Shakespeare's plays are impressive for their malleability. A director can change the time period and the setting and tweak all sorts of things and not only do the plays still work, they resonate differently for each new generation that discovers them.
“What’s amazing is that for a play that was written some 400 years ago, how the human behavior is still very recognizable," Marshall stated. "What happens when you feel betrayed, what happens when you fall in love, what happens when you are tricked into believing something and so I think he so had his finger on the pulse of human behavior and I think that is still very recognizable how people behave in these situations.”
Michael Hayden and Sara Topham take on the roles of Benedick and Beatrice that Marshall described as being like polar opposite magnets that repel each other. She had confidence that these classically trained actors would excel in their roles.
“Beatrice and Benedick there’s a kind of music to their language and so first of all I knew that Sara and Michael would have facility with the language and they are both charming comic actors.

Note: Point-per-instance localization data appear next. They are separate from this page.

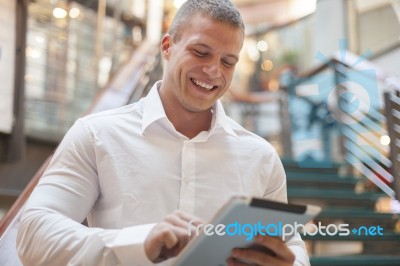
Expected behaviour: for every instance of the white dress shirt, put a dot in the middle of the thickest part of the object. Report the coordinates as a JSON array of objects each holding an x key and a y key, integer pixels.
[{"x": 125, "y": 169}]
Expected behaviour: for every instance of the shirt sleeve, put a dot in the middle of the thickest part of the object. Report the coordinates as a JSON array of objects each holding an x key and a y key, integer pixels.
[
  {"x": 277, "y": 190},
  {"x": 51, "y": 230}
]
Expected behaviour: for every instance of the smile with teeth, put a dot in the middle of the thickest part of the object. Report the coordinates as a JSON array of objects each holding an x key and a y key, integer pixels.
[{"x": 203, "y": 85}]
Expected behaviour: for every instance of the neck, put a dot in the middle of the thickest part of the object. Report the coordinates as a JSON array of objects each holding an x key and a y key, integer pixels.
[{"x": 190, "y": 124}]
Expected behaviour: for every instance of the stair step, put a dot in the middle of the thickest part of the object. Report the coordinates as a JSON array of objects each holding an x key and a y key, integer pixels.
[{"x": 355, "y": 260}]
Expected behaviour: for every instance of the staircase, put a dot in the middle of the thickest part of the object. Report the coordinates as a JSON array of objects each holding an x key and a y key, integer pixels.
[{"x": 345, "y": 200}]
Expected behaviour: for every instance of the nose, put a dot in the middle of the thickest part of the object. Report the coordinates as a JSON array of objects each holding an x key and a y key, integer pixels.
[{"x": 212, "y": 68}]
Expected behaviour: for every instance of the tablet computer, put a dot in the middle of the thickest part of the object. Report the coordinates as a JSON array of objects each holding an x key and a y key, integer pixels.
[{"x": 237, "y": 223}]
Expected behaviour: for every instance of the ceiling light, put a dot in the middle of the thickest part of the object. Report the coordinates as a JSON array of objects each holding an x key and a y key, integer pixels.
[{"x": 59, "y": 12}]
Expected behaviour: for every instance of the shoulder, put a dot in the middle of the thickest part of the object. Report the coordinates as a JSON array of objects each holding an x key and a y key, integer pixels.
[{"x": 251, "y": 140}]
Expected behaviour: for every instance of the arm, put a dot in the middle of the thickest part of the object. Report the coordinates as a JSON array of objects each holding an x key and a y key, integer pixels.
[{"x": 51, "y": 232}]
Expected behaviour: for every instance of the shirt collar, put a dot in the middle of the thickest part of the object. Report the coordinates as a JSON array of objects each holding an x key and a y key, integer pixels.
[{"x": 153, "y": 110}]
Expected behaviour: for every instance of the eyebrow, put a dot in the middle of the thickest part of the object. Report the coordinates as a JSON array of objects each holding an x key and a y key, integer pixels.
[{"x": 209, "y": 47}]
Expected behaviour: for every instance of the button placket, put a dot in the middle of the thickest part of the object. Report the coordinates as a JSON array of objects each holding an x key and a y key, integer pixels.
[{"x": 187, "y": 192}]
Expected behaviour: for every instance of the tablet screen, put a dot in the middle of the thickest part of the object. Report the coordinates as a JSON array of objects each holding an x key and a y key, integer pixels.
[{"x": 237, "y": 223}]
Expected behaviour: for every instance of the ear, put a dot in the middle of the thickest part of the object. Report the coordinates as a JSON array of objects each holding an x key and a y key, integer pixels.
[{"x": 166, "y": 43}]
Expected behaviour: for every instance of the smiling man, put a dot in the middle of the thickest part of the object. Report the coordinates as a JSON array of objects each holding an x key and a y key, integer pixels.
[{"x": 141, "y": 173}]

It’s fun to see the sparks and you want to see the delight of them getting together at the end of the play. They balance each other very well. They are generous actors who know how to set the other one up and are very charming," Marshall said.
AT the core, she sees the play as being about various kinds of deception.
“Sometimes people are deceived for playful purposes and sometimes they are deceived for more malicious purposes," Marshall explained. "And it’s also about self-deception. I think it is about Beatrice and Benedick being able to release and give in to their feelings and their joy and their happiness."
In the case of "Much Ado About Nothing" deception can be very dark and that provides a stark contrast to all the vivacious romantic comedy.
“It is a kind of rollercoaster ride," Marshall noted. "It starts in sunshine and goes into cloudiness and returns to sunshine by the end. But it’s very dark, what happens how Claudio is tricked into believing Hero has betrayed him and he jilts her at the altar basically and they have this elaborate ploy to say that she has died to see if remorse can lead to reconciliation and it is a lot to navigate. What we have talked about with the company is to go on that wild rollercoaster ride and allow those kinds of big surprises and big emotional jolts to happen and not try to smooth them over but to go along for the ride.”
Much Ado About Nothing runs through Sept. 16 at the Old Globe's outdoor Lowell Davies Festival Stage.